Thursday, November 22, 2012

A Thanksgiving Reminder That America Alone Doesn’t Guarantee Time Off For Vacations Or Holidays

Today, many workers at the nation’s largest retail stores, including Walmart and Target, will have to go to work instead of spending the entirety of the Thanksgiving holiday with their families. Many retailers have decided that Black Friday, the biggest retail day of the year, now needs to start on Thursday, despite workers complaints.

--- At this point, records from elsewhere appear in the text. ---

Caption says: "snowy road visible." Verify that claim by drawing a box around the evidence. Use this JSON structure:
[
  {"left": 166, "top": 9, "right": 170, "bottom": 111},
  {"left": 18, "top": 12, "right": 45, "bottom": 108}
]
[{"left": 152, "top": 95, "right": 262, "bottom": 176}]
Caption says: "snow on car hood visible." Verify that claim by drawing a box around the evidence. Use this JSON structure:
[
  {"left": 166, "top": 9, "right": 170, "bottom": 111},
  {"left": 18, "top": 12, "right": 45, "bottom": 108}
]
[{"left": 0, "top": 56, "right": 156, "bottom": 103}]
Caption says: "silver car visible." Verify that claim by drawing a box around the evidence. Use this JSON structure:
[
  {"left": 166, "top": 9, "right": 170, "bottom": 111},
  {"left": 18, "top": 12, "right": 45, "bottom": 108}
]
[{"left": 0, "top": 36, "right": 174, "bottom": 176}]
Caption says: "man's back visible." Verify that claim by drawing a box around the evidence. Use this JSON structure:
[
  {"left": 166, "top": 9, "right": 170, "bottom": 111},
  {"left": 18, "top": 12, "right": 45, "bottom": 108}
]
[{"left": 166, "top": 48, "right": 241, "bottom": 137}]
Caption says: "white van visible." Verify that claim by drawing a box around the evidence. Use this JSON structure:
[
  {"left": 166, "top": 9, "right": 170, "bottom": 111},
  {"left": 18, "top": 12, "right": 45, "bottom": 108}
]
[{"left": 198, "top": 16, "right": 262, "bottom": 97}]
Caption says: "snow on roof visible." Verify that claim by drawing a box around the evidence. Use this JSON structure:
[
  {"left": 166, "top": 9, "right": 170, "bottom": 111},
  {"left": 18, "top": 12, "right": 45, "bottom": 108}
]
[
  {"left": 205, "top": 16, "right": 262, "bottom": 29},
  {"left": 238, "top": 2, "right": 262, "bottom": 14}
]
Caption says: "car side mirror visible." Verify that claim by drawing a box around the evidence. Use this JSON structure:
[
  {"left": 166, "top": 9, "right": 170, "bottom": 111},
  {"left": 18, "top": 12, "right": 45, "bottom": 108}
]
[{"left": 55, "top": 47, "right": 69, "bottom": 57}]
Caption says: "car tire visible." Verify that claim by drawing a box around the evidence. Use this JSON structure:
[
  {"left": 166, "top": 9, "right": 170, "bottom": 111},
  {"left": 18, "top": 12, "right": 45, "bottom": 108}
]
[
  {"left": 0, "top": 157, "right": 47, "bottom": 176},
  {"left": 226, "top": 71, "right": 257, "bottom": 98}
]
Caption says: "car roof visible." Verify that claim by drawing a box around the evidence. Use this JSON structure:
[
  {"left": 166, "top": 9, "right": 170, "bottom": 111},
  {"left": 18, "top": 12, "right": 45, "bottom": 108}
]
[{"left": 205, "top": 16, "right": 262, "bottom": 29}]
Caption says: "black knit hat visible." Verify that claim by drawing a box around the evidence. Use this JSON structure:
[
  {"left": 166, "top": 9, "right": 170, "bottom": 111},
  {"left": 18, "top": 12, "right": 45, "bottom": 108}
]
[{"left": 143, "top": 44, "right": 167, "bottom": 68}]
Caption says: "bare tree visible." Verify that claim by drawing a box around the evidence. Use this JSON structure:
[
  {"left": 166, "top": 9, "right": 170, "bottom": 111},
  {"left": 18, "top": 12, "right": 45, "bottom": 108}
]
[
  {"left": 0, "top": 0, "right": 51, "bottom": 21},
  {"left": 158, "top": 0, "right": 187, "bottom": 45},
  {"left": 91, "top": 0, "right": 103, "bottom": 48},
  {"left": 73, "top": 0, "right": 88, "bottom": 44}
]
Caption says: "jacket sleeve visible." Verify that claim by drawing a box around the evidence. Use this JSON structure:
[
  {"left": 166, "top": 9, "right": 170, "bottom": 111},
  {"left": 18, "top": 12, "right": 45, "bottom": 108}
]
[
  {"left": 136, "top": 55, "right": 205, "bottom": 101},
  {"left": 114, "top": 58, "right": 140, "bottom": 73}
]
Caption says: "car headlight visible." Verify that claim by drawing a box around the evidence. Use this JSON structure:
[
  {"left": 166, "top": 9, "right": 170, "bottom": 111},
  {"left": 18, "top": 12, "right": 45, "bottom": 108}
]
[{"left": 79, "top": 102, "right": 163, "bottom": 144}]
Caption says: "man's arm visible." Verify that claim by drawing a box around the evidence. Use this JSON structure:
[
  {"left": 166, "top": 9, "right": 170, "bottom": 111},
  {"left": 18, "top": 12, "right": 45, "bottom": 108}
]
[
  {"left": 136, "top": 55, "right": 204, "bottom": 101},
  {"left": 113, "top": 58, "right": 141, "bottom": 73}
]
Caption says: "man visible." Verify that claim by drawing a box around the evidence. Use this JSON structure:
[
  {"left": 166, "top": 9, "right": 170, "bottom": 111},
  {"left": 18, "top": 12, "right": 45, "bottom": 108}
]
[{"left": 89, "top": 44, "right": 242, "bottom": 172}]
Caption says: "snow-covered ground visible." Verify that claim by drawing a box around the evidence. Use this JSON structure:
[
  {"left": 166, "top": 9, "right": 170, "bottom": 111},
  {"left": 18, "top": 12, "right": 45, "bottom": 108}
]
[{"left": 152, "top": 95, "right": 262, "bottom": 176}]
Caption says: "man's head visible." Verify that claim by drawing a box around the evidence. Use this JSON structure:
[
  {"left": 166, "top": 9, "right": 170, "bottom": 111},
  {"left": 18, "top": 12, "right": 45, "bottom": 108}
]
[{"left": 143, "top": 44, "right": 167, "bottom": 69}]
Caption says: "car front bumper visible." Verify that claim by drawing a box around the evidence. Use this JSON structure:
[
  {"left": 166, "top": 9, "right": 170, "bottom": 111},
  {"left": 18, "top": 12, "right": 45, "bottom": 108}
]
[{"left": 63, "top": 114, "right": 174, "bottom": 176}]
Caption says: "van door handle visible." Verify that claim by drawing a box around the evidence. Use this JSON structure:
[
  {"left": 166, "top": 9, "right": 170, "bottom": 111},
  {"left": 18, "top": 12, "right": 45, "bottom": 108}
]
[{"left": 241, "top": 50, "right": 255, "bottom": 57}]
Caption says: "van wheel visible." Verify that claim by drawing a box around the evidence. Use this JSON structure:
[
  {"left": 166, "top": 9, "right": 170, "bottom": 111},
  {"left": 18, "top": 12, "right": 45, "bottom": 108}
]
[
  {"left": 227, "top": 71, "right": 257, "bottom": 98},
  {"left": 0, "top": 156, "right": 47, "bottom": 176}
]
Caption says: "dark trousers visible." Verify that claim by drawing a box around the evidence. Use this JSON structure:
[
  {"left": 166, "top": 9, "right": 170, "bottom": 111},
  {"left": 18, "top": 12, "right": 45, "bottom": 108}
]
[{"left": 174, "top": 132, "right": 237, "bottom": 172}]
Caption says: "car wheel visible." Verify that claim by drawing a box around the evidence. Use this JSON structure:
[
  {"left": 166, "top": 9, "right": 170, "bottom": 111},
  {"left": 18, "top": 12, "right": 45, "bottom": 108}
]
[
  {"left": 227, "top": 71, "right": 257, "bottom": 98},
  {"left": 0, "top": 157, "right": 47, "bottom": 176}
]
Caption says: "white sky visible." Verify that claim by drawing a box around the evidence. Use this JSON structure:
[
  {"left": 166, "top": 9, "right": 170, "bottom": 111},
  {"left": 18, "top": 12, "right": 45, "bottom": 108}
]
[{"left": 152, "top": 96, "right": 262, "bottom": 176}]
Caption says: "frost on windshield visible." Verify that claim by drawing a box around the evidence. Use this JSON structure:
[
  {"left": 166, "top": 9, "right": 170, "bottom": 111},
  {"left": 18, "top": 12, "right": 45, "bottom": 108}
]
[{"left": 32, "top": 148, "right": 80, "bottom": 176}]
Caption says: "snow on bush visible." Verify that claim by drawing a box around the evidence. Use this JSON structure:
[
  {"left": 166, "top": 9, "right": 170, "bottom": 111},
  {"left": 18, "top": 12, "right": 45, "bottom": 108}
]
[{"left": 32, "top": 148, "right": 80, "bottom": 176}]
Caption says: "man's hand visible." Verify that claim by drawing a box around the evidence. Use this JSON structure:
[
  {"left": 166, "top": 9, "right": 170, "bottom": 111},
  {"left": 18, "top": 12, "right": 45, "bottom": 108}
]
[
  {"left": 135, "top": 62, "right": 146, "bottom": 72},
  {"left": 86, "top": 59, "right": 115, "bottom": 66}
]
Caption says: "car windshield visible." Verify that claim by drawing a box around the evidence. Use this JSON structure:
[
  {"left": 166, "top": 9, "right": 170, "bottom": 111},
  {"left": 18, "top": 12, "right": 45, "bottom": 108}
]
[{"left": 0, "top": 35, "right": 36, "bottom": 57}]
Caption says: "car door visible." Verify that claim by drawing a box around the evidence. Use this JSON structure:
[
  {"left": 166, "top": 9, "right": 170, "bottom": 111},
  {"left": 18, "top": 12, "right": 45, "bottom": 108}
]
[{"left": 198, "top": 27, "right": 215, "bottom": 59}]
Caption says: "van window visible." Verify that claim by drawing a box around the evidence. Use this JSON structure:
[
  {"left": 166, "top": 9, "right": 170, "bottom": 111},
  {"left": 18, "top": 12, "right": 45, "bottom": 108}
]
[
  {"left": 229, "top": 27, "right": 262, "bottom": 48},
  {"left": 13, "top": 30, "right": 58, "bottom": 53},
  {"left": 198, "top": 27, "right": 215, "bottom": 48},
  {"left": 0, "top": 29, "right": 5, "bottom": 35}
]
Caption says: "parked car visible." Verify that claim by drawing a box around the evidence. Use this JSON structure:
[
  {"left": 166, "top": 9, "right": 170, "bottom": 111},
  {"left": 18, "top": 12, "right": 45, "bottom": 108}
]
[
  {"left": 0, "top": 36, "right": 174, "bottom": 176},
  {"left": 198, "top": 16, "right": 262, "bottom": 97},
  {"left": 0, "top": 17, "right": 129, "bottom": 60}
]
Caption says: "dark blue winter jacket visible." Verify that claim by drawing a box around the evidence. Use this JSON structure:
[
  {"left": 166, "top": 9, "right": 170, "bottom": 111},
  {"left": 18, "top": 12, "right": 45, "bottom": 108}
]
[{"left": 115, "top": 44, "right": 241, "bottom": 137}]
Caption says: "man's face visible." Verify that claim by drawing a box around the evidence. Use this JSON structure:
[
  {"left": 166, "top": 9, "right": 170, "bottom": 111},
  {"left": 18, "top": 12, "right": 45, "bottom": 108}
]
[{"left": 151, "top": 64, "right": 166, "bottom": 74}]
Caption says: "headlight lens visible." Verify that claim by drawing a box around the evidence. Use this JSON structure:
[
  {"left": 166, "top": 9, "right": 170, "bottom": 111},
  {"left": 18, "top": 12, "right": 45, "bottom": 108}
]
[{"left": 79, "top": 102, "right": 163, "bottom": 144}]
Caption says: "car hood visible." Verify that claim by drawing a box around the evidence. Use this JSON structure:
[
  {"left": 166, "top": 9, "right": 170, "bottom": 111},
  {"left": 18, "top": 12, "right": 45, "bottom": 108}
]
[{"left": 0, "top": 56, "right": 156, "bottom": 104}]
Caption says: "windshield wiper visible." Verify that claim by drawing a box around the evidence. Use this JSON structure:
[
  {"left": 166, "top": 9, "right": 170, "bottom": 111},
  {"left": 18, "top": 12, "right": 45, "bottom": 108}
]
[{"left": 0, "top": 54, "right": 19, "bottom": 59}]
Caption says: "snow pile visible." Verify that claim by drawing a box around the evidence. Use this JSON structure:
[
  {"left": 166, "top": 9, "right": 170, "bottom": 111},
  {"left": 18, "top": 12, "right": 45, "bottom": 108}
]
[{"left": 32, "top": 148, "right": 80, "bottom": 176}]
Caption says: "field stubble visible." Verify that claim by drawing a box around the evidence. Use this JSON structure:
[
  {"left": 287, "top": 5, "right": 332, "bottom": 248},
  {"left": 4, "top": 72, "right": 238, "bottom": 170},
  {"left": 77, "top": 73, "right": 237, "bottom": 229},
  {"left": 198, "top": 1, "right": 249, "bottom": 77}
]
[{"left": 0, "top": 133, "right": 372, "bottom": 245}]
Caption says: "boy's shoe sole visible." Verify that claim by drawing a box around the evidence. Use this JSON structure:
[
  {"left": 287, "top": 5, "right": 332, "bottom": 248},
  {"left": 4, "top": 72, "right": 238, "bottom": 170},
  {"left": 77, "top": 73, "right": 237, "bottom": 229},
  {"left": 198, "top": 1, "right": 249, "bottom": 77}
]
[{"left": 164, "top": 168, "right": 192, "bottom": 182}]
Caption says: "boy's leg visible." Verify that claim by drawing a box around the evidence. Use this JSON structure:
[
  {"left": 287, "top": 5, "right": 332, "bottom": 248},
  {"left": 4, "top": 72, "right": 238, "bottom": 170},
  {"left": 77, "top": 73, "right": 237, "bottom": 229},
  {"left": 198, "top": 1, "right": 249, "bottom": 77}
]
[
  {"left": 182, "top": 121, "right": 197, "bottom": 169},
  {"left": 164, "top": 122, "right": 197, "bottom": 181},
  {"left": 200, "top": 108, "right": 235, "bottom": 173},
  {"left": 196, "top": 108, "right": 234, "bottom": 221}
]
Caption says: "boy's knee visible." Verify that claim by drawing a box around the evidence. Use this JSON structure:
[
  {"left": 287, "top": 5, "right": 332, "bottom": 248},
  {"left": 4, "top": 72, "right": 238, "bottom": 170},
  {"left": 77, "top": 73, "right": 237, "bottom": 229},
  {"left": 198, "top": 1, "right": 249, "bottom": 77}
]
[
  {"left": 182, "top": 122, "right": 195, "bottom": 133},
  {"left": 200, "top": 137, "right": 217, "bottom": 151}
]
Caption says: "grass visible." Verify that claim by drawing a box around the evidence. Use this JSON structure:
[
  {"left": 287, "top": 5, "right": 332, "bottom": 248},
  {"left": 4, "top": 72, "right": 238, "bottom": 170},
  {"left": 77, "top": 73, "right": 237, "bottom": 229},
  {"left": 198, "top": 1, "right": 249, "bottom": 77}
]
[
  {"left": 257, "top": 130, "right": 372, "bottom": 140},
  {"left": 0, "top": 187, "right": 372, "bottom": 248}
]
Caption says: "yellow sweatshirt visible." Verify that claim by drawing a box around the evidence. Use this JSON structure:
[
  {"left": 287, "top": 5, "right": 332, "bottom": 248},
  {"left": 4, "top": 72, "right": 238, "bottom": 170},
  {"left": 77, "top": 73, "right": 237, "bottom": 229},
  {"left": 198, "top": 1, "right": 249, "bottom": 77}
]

Having to miss special occasions and holidays is an all-too-real phenomenon for many of America’s workers, as the U.S. is the only industrialized nation that does not mandate vacation time. As the Center for Economic and Policy Research found:

European countries establish legal rights to at least 20 days of paid vacation per year, with legal requirement of 25 and even 30 or more days in some countries. Australia and New Zealand both require employers to grant at least 20 vacation days per year; Canada and Japan mandate at least 10 paid days off. The gap between paid time off in the United States and the rest of the world is even larger if we include legally mandated paid holidays, where the United States offers none, but most of the rest of the world’s rich countries offer between five and 13 paid holidays per year. 
In the absence of government standards, almost one in four Americans have no paid vacation and no paid holidays. According to government survey data, the average worker in the private sector in the United States receives only about nine days of paid vacation and about six paid holidays per year: less than the minimum legal standard set in the rest of world’s rich economies excluding Japan (which guarantees only 10 paid vacation days and requires no paid holidays).


           

The U.S., in fact, trails most of the developed world on a host of labor policies.